The coil 111 may be arranged on the ear SE of the subject by the setting structure 112. For example, the setting structure 112 may be of hook type, bud type, clip type or piercing type. Specifically, as shown in FIG. 2A, a hook type setting structure 112 has a hook structure 112A that may hang or hook on an outer ear part (e.g., helix and/or auricle) of the subject, and the coil 111 is arranged on the ear SE through a supporting force provided to the setting structure 112 by the outer ear part. As shown in FIG. 2B, a bud type setting structure 112 has a bud structure 112B like an earphone or earbud, the bud structure 112B is capable of arranging the coil 111 on the ear SE through a supporting force provided to the setting structure 112 by being plugged into the ear canal entrance and/or leaned against by the tragus of the subject. As shown in FIG. 2C, a clip type setting structure 112 may have a clip structure 112C that may clip locations like an outer ear part (e.g., earlobe and/or auricle) to provide a supporting force for arranging the setting structure 112. As shown in FIG. 2D, a piercing type setting structure 112 may make use of a pierced hole on an outer ear part of the subject, to provide to the setting structure 112 a supporting force needed for arranging the coil 111 by a stud structure 112D passing through the pierced hole. It should be noted that the exemplary setting structures 112 in FIGS. 2A to 2D is for the purpose of illustrating the setting structure 112 and not for limiting the present invention.

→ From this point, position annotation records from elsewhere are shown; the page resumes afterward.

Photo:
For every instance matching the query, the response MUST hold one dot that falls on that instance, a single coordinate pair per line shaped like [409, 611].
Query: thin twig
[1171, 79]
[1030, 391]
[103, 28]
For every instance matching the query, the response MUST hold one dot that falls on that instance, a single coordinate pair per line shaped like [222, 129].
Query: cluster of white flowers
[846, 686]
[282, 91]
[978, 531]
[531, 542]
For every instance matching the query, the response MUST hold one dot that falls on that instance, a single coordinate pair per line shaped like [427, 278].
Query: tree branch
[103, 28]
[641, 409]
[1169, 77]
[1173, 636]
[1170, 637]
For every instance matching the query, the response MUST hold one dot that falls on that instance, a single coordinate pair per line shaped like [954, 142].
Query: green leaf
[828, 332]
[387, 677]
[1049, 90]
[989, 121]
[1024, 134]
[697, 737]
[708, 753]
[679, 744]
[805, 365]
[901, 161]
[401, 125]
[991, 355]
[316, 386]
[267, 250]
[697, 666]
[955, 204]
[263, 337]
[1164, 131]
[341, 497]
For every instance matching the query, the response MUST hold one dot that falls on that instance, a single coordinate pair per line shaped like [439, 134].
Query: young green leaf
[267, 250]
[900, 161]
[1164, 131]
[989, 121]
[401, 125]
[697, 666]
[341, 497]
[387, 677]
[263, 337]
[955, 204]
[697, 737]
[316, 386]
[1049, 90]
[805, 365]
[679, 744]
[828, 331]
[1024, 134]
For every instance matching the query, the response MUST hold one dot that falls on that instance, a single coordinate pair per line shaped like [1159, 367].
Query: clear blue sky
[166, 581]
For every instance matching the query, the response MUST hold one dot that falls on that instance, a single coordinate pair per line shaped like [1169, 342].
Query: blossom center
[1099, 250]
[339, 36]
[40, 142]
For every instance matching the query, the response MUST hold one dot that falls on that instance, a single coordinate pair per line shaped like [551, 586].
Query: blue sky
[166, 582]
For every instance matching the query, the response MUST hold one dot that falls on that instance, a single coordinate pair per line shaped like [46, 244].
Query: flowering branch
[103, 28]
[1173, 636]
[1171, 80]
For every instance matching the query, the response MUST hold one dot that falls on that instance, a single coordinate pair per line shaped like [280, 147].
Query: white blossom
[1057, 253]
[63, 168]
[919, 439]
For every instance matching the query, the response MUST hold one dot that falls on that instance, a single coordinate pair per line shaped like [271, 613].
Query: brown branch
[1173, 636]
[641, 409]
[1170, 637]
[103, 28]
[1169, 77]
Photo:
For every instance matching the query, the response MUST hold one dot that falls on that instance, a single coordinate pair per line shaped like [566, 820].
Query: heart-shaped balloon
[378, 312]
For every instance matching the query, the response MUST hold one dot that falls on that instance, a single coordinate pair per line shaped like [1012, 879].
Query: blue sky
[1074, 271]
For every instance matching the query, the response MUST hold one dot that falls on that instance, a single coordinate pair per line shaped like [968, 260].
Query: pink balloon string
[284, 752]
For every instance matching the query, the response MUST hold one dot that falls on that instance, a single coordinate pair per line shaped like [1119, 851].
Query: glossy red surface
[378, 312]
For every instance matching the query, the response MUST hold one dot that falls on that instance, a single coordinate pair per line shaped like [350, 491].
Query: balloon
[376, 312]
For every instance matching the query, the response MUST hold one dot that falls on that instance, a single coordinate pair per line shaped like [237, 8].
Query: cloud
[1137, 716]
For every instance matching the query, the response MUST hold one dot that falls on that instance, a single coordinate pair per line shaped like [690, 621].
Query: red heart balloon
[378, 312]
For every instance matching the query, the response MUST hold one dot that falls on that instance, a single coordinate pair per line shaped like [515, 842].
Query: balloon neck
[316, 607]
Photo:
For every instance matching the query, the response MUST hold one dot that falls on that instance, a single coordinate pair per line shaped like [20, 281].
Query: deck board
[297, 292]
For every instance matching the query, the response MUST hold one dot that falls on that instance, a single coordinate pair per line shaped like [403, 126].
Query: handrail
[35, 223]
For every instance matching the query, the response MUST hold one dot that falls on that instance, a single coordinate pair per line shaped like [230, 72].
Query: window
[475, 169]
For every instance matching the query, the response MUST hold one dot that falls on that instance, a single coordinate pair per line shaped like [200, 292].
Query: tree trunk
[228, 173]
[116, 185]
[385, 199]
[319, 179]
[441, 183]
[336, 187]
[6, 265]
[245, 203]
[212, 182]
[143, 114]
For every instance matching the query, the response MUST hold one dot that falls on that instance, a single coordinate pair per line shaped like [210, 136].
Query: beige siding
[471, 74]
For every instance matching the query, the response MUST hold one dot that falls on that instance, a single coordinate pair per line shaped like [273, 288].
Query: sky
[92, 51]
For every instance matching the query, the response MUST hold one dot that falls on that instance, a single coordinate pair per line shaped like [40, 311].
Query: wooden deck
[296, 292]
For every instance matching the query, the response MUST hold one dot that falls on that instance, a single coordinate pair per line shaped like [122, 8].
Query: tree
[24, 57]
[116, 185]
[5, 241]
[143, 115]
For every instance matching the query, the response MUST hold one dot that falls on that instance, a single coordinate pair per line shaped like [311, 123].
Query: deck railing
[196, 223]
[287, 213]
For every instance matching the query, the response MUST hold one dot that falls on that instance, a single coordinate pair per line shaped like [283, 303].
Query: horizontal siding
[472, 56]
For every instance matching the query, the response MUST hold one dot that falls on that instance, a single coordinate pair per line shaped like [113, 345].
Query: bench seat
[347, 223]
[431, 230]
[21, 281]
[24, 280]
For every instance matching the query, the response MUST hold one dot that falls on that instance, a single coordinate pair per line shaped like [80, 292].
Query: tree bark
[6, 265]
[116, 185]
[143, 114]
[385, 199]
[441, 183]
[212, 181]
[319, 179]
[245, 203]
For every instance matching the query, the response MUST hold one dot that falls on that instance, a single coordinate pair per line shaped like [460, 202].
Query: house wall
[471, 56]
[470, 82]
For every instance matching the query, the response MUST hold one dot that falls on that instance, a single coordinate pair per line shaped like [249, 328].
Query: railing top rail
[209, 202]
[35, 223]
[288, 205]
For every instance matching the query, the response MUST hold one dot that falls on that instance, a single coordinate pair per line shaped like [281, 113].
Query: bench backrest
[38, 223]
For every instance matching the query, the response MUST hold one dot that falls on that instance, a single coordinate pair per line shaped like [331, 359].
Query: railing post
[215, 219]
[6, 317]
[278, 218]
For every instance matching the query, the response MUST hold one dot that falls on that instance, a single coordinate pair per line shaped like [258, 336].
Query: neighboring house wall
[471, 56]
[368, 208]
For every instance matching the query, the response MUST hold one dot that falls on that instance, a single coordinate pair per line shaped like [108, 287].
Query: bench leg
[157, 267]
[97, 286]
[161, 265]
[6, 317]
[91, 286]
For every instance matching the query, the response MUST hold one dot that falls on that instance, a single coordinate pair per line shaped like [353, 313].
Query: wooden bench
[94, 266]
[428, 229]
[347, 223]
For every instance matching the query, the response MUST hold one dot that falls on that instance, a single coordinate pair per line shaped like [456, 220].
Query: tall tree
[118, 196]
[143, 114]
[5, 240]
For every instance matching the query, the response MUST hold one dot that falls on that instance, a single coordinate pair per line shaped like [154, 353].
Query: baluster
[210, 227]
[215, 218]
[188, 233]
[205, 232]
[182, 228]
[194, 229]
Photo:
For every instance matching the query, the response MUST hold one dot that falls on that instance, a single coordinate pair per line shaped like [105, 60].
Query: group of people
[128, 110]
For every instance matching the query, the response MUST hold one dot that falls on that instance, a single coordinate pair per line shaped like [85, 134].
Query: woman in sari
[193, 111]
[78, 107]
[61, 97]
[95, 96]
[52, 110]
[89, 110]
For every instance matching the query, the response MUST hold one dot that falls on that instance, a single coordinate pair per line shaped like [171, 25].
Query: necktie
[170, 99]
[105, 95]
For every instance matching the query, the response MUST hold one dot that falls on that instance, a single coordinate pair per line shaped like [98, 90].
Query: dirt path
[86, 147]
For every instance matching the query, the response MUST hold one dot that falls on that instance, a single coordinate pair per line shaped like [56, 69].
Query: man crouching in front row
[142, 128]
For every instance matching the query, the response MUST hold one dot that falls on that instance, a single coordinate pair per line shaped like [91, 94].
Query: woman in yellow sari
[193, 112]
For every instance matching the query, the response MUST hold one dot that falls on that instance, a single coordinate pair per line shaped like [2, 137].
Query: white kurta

Any means capable of arranging the coil 111 on the ear SE of the subject and placing an emission surface of the coil 111 towards the ear measurement area EA of the subject, such as adhesion, adsorption or tying, should all belong to the scope of the setting structure 112 of the present invention.
The coil 111 may be a conductor wiring formed on a substrate. Specifically, known fabrication techniques like etching, engraving, photolithography may be used to form the conductor wiring on the substrate. The formed conductor wiring has at least a radiating portion to output electromagnetic signals and receive feedback electromagnetic signals from the ear measurement area EA. The coil 111 may be of coil pattern like single-turn coil, multi-turn coil or helical coil, but is not limited thereto. Furthermore, the coil 111 on the substrate may be planar, for example, coil pattern formed with conductor wiring on a layer of the substrate. In another aspect, the coil 111 on the substrate may be stereoscopic, for example, coil pattern formed with conductor wiring in multiple layers of the substrate. Fabricating the coil 111 by known or conventional circuit fabrication means may effectively enhance fabrication yield and uniformity of the coil 111, and facilitate integration with other circuit devices and modules. However, the coil 111 may be a standalone component without the need to be disposed on a substrate. For example, the coil 111 may be wound with enameled wire (by example only and not limiting the material thereof). The coil 111 may be made of different materials, different numbers of turns, different shapes and other types of coils with different radiating portions according to the purpose.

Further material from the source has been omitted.